Chernobyl was the worst nuclear accident until March 11, 2011, when an earthquake and tsunami led to meltdowns of 3 reactors at Fukushima in Japan.

In 1980, a year after Three Mile Island, polls showed that a large percentage of the American public was hostile to new reactor construction. Environmentalist interventions in regulatory processes delayed the construction of new plants. Construction costs rose dramatically, with the result that new reactor orders ended and construction of some plants halted.

As we'll see in final lectures, a growing concern about global climate change would revive interest in nuclear power in 21st century, but it remains controversial given this long history.

IV. Soft Energy Paths

In face of energy crises and concerns about nuclear power, there was a growing popularity in the 1970s for so-called "alternative" energies, especially solar and wind power.

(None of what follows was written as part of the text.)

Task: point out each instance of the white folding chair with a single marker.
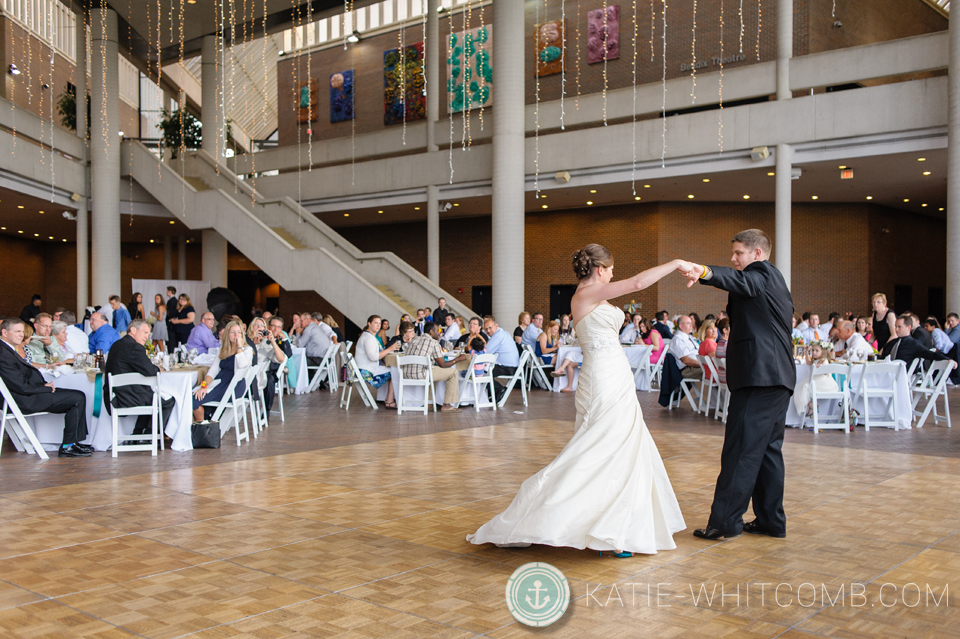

Amory Lovins' Soft Energy Paths (1977) argued for distinguishing between "hard" energy (high tech/high capital/environmentally damaging: e.g., nuclear) and "soft" energy (low tech/low capital/environmentally safe: e.g., solar) technology. Lovins was a kind of technocratic counterpart to the arguments E. F. Schumacher had made in his 1973 book Small is Beautiful.

Lovins' arguments were reinforced, surprisingly, by a report released by the Harvard Business School in 1979 with the title Energy Futures. It argued that problems associated with the oil crisis would continue, that nuclear power had been undermined by regulatory failure, so that conservation and solar energy were the best immediate alternatives for the near future.

Such arguments seemed to suggest that tragic choices could be evaded: but on what time scale?

Note too the utopian impulse that sometimes seems to be represented in alternative versions of energy futures: Berkeley's Farralones Institute's Integral Urban House and Cape Cod's New Alchemy Institute as experimental solar communes. Solar and soft energy served as symbols not just of low-tech solutions to material problems with energy, but choices driven by fundamentally different values.

As we'll see in an upcoming lecture, the rejoinder was to ask whether the modern economy whose characteristics we've been studying could be supplied by these kinds of energy sources.

Coal vs nuclear vs hydropower vs solar vs wind: which path to a "sustainable" future? (That word "sustainable" would emerge in the 1980s as a label for these debates about the future.)